Resolved -
On January 9 between 12:45 and 13:56 UTC, services in one of our three sites experienced elevated latency for connections. This led to a sustained period of timed out requests across a number of services, including but not limited to our git backend. An average of 5% and max of 10% of requests failed with a 5xx response or timed out during this period. This was caused by a combination of events that led to connection limits being hit in load balancer proxies in that site. An upgrade of hosts was in flight, which meant a subset of proxy hosts were draining and coming offline as the upgrade rolled through the fleet. A config change event also triggered a connection reset across all services in that site. These events are commonplace, but led to a spike in connection establishment events that led to the online proxy hosts hitting the connection limit. Upon further analysis, that limit was lower than it should have been. We have increased that limit to prevent this from recurring.
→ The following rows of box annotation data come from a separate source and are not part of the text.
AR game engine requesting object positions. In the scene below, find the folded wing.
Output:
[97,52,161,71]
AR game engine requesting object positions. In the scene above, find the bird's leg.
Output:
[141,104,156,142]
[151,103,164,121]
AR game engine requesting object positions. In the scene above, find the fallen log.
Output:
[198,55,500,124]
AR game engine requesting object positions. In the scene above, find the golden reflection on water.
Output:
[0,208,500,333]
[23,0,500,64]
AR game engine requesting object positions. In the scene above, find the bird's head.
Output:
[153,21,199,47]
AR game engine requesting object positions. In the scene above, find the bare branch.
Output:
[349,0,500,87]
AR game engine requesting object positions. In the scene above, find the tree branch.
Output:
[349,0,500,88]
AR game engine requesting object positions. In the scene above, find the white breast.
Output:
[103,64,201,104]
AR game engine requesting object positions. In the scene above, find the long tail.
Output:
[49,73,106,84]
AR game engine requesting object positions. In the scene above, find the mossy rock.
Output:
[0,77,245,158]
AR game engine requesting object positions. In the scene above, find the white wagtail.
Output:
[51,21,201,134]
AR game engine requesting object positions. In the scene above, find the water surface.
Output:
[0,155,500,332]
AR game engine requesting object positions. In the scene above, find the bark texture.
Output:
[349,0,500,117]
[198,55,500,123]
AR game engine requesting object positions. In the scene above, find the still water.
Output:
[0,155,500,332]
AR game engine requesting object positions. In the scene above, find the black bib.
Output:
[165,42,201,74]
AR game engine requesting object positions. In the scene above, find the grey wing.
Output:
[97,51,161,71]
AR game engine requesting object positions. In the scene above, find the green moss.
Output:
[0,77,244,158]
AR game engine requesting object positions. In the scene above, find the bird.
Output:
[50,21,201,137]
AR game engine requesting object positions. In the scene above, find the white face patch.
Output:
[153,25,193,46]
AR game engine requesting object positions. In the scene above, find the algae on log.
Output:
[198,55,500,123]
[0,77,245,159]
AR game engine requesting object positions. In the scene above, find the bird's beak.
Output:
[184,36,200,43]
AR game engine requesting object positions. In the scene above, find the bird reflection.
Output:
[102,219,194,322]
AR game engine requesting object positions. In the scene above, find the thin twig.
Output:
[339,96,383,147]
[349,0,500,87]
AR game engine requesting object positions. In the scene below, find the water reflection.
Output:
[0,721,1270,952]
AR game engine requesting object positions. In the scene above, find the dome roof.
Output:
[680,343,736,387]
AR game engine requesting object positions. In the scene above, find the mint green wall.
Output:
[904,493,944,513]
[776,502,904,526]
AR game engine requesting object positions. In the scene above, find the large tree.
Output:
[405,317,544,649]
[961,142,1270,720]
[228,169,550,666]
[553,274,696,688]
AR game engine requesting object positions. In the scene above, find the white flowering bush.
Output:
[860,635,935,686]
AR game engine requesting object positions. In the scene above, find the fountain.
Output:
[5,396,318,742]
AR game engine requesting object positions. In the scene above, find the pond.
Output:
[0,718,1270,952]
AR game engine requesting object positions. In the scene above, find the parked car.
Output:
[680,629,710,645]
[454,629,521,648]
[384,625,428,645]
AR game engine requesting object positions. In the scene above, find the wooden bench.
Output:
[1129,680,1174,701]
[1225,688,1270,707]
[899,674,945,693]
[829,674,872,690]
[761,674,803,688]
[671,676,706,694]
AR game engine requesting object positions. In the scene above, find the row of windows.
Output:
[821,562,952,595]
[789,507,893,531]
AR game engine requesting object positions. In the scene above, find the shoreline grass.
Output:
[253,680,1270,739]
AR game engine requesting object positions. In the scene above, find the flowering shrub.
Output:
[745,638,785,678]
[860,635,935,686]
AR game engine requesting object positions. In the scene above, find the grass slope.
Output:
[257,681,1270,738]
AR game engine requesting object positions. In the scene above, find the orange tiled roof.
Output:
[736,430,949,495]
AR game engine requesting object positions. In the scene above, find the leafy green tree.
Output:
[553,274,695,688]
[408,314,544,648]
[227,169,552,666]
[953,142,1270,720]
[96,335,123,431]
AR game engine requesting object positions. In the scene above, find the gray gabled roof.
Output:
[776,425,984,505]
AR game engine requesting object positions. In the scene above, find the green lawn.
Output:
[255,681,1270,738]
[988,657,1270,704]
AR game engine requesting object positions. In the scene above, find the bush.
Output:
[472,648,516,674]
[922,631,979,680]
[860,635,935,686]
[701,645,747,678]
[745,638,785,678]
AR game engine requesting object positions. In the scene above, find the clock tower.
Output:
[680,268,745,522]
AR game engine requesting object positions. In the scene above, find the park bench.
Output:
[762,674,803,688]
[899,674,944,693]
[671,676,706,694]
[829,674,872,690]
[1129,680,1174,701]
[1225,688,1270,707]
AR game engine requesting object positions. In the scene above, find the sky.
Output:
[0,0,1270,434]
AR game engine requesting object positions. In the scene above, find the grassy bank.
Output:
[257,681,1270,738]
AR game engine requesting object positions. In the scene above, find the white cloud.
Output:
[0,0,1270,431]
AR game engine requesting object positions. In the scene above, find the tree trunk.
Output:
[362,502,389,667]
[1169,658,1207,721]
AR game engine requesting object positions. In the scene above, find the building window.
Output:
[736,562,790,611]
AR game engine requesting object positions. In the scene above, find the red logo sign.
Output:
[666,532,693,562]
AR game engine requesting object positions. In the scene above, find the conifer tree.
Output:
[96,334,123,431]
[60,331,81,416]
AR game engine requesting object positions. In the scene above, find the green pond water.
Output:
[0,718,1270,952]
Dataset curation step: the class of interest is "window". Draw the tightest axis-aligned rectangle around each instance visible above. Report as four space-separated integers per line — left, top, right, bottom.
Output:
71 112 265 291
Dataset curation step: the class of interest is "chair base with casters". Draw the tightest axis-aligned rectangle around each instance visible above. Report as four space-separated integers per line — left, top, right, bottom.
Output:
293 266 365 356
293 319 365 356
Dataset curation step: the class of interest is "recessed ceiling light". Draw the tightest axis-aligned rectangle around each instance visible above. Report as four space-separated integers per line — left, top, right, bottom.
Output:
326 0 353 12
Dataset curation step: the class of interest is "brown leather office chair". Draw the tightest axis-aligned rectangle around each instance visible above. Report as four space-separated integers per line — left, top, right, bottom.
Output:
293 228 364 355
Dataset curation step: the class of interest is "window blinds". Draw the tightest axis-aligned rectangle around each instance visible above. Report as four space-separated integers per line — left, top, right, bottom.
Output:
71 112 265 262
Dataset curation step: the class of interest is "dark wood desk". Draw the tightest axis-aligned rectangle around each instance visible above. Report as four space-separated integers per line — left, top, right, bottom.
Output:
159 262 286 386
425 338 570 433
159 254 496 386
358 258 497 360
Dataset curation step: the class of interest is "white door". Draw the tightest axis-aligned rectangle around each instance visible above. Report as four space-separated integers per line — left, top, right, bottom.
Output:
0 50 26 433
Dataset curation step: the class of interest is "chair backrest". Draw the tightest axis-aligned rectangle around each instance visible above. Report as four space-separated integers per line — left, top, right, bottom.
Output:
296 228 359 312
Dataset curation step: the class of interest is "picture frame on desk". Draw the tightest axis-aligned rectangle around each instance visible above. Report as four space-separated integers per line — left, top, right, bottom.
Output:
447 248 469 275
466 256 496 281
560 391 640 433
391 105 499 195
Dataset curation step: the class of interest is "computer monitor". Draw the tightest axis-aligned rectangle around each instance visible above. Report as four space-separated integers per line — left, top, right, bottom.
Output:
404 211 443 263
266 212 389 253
We have also identified improvements to our monitoring of connection limits and behavior and changes to reduce the risk of proxy host upgrades leading to reduced capacity.
Jan 9, 14:40 UTC
Update -
Pull Requests is operating normally.
Jan 9, 14:38 UTC
Update -
Packages is operating normally.
Jan 9, 14:37 UTC
Update -
Git Operations is operating normally.
Jan 9, 14:32 UTC
Update -
Codespaces is operating normally.
Jan 9, 14:27 UTC
Update -
Actions is operating normally.
Jan 9, 14:25 UTC
Update -
API Requests is operating normally.
Jan 9, 14:24 UTC
Update -
Issues is operating normally.
Jan 9, 14:24 UTC
Update -
Webhooks is operating normally.
Jan 9, 14:20 UTC
Update -
Pages is operating normally.
Jan 9, 14:16 UTC
Update -
API Requests is experiencing degraded performance. We are continuing to investigate.
Jan 9, 14:15 UTC
Update -
5xx error rates remain elevated but are seeing a downward trend with many services fully recovered. We will continue monitoring the situation and keep users updated on progress toward full recovery.
Jan 9, 14:15 UTC
Update -
Actions is experiencing degraded performance. We are continuing to investigate.
Jan 9, 14:11 UTC
Update -
We are experiencing an elevated rate of 5xx errors on the order of 1-5% being returned from numerous APIs across the site. The issue has been isolated to one datacenter. We will continue to keep users updated on progress towards mitigation.
Jan 9, 13:39 UTC
Update -
Codespaces is experiencing degraded performance. We are continuing to investigate.
Jan 9, 13:35 UTC
Update -
Packages is experiencing degraded performance. We are continuing to investigate.
Jan 9, 13:34 UTC
Update -
Webhooks is experiencing degraded performance. We are continuing to investigate.
Jan 9, 13:31 UTC
Update -
Git Operations is experiencing degraded performance. We are continuing to investigate.
Jan 9, 13:24 UTC
Update -
Pages is experiencing degraded performance. We are continuing to investigate.
Jan 9, 13:23 UTC
Update -
API Requests is experiencing degraded availability. We are continuing to investigate.
Jan 9, 13:07 UTC
Update -
We are an increase in the rate of 5xx errors on the order of 1-3% being returned from numerous APIs across the site. We will continue to keep users updated on progress towards mitigation.
Jan 9, 13:05 UTC
Update -
Actions is experiencing degraded availability. We are continuing to investigate.
Jan 9, 13:05 UTC
Update -
Pull Requests is experiencing degraded performance. We are continuing to investigate.
Jan 9, 13:04 UTC
Investigating -
We are investigating reports of degraded performance for Issues and API Requests
Jan 9, 13:02 UTC